Cahusac P M
Department of Psychology, University of Stirling, Scotland, UK.
Exp Brain Res. 1995;107(2):241-53. doi: 10.1007/BF00230045.
Experiments carried out in urethane-anaesthetized rats in which single neurones were recorded extracellularly from primary somatosensory (SI) cortex employed a procedure in which one of two vibrissal inputs was temporally paired with iontophoretic applications of glutamate. Following the pairing procedure. 31% of 49 neurones studied displayed some form of synaptic plasticity, in that responses to one or both vibrissal stimuli were altered.

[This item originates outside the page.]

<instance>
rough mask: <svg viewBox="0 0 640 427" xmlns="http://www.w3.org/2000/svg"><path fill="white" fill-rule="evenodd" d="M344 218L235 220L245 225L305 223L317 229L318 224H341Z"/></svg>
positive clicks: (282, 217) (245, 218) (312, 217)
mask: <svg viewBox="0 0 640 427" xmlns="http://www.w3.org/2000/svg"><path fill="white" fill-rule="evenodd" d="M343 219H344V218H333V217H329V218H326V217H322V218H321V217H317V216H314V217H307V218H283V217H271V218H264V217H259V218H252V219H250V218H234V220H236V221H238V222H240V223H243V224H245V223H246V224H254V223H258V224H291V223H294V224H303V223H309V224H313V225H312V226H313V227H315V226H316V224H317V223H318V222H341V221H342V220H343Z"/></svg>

Homosynaptic potentiation occurred in 4 neurones, and these were recorded in layers II/III only. Homosynaptic depression occurred in 6 neurones and were mainly recorded in layer IV. Heterosynaptic depression was observed in 3 neurones. Non-selective depression was observed in 2 neurones. The duration of the induced plastic changes typically exceeded 15 min, and often lasted as long as stable recordings continued. The results from experiments in which repeated glutamate applications were given alone (without synaptic input) confirmed that the non-selective changes were due to repeated glutamate applications and not the temporal pairing with synaptic responses per se. Dual recordings confirmed that plasticity was restricted to the neurone at which pairings were made, and (at the other neurone) that synaptic responses remained stable over the course of study. In some neurones homosynaptic potentiation and depression were shown to occur to the early response component (< 10 ms), suggesting that direct thalamocortical synapses are modifiable.